138M ChatML training stack for Apple Silicon using MLX.

Canonical remote branch: main. Historical legacy-default state is preserved at tag archive/origin-master-2026-03-20.

Active Workflow

The repo now treats one path as first-class:

clean Quality2K continuation -> explicitly approved pinned checkpoint -> v20 align/full/repair SFT recovery curriculum -> broad raw chat gate

The v19 repair passed a narrow gate but fails broad chat. Keep v19 checkpoints, loaders, tokenizer, model topology, ChatML rendering, and assistant-only loss masking compatible; do not overwrite or repoint v19 artifacts while v20 is being trained.

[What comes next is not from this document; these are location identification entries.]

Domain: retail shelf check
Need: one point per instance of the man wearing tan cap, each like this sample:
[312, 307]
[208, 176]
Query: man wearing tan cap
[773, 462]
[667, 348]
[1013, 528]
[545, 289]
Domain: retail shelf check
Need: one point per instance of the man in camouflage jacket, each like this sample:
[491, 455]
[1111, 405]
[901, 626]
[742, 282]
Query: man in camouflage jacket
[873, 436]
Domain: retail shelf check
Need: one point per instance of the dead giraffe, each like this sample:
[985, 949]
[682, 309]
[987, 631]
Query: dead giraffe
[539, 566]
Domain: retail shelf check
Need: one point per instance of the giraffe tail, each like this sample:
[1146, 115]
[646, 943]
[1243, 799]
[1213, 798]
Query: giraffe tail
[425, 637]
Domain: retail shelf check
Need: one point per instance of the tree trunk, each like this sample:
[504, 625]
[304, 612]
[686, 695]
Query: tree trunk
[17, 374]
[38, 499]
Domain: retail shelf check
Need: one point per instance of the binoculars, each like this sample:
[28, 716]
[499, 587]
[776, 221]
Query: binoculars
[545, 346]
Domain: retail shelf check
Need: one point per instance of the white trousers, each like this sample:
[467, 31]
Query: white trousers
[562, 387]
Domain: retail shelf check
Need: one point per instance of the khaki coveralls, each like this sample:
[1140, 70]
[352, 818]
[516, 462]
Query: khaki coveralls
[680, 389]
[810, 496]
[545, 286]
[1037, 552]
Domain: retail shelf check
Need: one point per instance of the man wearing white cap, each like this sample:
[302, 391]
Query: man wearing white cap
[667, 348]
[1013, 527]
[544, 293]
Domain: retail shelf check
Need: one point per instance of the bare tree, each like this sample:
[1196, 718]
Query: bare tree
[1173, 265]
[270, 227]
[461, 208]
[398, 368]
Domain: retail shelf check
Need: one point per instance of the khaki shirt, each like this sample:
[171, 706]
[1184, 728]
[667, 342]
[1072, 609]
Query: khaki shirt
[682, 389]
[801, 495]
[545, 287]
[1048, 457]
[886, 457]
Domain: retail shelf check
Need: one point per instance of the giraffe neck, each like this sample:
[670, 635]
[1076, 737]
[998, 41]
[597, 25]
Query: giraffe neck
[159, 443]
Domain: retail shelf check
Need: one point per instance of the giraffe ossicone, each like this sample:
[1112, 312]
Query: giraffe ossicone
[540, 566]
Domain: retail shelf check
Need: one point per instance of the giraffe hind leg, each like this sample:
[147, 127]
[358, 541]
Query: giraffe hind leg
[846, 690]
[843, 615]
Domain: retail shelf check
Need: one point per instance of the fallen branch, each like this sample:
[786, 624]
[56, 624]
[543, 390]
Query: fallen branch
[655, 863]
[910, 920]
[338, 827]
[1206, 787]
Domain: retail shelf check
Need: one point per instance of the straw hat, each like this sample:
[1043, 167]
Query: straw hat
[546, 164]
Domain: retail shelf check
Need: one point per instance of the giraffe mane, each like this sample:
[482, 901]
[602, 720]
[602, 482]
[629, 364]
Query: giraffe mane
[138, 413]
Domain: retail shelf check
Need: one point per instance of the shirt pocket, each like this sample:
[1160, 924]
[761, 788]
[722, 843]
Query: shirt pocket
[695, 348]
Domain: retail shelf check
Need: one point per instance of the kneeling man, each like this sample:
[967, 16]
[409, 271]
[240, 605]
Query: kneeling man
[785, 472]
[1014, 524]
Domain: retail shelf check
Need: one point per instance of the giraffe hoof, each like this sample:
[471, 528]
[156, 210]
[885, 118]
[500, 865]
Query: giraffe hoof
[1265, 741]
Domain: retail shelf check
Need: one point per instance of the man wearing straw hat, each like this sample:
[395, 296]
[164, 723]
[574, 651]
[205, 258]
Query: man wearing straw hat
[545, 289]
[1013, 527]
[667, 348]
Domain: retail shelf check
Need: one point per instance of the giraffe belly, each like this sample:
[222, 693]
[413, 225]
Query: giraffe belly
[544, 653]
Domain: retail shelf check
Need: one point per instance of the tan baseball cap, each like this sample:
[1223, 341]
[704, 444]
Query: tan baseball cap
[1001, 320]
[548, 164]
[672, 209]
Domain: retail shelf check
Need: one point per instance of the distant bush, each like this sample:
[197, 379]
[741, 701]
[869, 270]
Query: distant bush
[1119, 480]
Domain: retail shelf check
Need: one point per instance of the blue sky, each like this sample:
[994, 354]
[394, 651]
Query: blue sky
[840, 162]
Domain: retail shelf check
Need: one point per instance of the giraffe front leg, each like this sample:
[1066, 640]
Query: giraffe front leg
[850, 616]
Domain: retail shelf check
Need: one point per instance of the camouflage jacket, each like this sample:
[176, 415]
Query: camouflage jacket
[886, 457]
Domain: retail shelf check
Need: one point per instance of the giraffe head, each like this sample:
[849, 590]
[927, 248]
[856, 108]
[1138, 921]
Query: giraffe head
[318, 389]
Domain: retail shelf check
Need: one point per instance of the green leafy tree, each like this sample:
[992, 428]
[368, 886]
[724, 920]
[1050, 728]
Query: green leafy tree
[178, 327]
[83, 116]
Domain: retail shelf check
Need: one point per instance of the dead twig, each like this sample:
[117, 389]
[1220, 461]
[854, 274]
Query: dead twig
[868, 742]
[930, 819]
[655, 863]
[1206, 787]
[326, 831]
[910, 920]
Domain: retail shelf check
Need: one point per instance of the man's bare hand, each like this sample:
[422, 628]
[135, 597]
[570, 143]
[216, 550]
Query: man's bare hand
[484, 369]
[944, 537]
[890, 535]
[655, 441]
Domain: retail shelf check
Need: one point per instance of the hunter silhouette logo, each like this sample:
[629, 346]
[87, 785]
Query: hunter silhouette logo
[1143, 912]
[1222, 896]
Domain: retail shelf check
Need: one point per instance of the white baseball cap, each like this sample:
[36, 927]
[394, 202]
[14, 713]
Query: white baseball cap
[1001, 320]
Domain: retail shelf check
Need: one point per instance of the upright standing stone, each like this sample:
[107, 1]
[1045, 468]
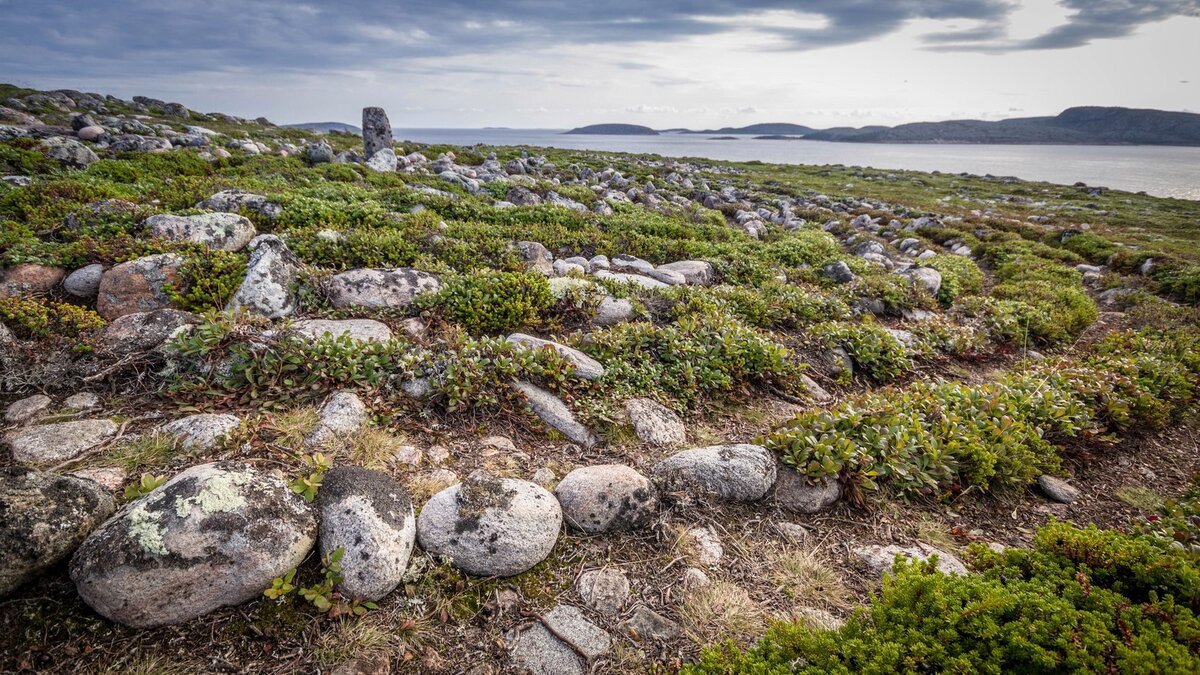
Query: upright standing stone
[376, 131]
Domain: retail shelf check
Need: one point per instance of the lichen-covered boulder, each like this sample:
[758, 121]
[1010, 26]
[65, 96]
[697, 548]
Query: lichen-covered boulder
[213, 536]
[604, 497]
[42, 519]
[737, 472]
[370, 517]
[491, 526]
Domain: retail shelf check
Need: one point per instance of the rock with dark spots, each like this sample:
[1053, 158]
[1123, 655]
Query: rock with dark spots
[222, 231]
[604, 590]
[370, 517]
[42, 519]
[201, 431]
[551, 410]
[84, 282]
[645, 625]
[1057, 489]
[137, 286]
[654, 423]
[796, 494]
[48, 443]
[213, 536]
[271, 274]
[237, 201]
[377, 288]
[586, 368]
[142, 332]
[737, 472]
[376, 131]
[29, 279]
[67, 151]
[491, 526]
[607, 497]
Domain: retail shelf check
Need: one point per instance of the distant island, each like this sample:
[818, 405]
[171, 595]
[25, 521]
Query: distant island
[613, 130]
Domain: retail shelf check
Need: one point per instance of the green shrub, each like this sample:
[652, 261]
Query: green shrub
[495, 302]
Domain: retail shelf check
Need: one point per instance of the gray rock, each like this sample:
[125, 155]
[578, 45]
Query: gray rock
[84, 282]
[551, 410]
[1057, 489]
[213, 536]
[235, 201]
[654, 423]
[604, 590]
[793, 493]
[340, 417]
[24, 410]
[376, 131]
[737, 472]
[586, 368]
[535, 650]
[491, 526]
[57, 442]
[569, 625]
[361, 329]
[376, 288]
[607, 497]
[142, 332]
[645, 623]
[222, 231]
[271, 274]
[45, 517]
[880, 560]
[695, 273]
[370, 517]
[67, 151]
[202, 431]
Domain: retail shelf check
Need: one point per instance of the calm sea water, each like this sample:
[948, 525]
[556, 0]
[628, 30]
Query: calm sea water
[1165, 172]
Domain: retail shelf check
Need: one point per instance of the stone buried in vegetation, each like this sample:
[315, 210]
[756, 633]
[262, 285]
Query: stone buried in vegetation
[42, 519]
[213, 536]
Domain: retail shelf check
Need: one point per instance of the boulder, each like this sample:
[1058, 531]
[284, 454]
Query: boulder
[370, 517]
[551, 410]
[376, 288]
[736, 472]
[271, 274]
[142, 332]
[654, 423]
[491, 526]
[42, 519]
[137, 286]
[222, 231]
[48, 443]
[586, 368]
[201, 431]
[213, 536]
[607, 497]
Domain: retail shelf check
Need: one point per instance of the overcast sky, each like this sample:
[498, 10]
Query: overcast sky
[659, 63]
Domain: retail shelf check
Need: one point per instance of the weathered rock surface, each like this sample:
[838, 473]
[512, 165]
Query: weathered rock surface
[390, 287]
[586, 368]
[491, 526]
[213, 536]
[551, 410]
[370, 517]
[137, 286]
[654, 423]
[606, 497]
[736, 472]
[222, 231]
[271, 274]
[42, 519]
[48, 443]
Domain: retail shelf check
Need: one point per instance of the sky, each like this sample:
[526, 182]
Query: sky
[557, 64]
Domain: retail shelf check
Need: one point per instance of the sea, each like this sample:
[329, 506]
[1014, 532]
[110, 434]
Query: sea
[1155, 169]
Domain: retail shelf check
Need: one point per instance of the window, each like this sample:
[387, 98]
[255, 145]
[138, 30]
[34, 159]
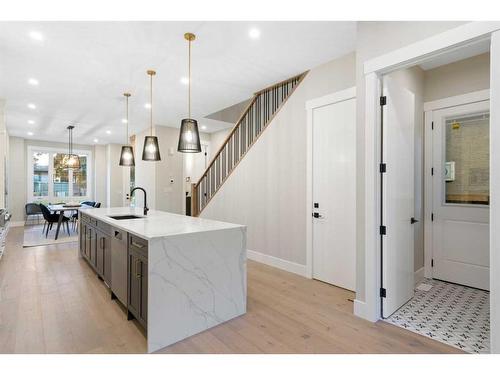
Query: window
[49, 181]
[40, 174]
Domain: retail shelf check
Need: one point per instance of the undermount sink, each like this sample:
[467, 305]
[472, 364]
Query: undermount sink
[126, 217]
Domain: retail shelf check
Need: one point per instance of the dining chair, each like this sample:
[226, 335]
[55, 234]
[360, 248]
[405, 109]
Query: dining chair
[74, 217]
[32, 209]
[50, 219]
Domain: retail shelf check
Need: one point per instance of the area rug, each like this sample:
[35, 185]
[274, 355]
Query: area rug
[34, 236]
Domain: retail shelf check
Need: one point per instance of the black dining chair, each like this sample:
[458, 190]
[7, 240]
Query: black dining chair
[74, 217]
[50, 219]
[32, 210]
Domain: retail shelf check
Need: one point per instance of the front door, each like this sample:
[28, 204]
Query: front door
[334, 193]
[460, 228]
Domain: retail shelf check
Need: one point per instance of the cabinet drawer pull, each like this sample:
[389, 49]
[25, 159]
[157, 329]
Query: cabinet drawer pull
[137, 273]
[137, 244]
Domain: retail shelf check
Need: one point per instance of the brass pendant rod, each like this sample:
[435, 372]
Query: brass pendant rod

The latest v19 canonical run state is incomplete/stale for coherent multi-turn chat decisions, so v20 is now the active recovery path.

Active entrypoints:

  • scripts/build_pretrain_quality2k.py
  • scripts/run_pretrain_quality2k_terminal.sh
  • scripts/audit_dense_mainline.py
  • scripts/review_plain_generation.py
  • scripts/select_quality2k_checkpoint.py
  • scripts/pin_quality2k_checkpoint.py
  • scripts/build_sft_release.py
  • scripts/run_sft_release.py
  • scripts/run_sft_release_v20.py
  • scripts/run_multiturn_coherence_eval.py (scored raw/guarded broad chat suite; see SFT Runbook)

Research branch entrypoints:

  • scripts/extend_tokenizer_with_vm_tokens.py
  • scripts/build_vm_pilot_dataset.py
  • scripts/init_vm_from_dense.py
  • scripts/extend_tokenizer_with_wasm_tokens.py
  • scripts/normalize_local_docs.py
  • scripts/build_wasm_subset_corpus.py
  • scripts/build_wasm80m_pretrain_corpus.py
  • scripts/build_wasm80m_sft_corpora.py
  • scripts/run_wasm80m_pretrain.py
  • scripts/run_wasm80m_sft.py
  • scripts/eval_wasm80m.py

Historical probe-era and experimental material is retained only as archived reference. See Archive Notes.

Historical dense shims:

  • scripts/build_sft_v19_release.py
  • scripts/run_sft_release_v19.py
  • scripts/build_sft_v18_release.py
  • scripts/run_sft_release_v18.py
  • scripts/run_sft_release_v18_terminal.sh These remain compatibility shims only and are non-authoritative for release decisions.

The WASM80m scripts listed under “Research branch entrypoints” are a parallel tokenizer/model line (docs/wasm80m_runbook.md); they are not part of finishing dense 138M v20 chat.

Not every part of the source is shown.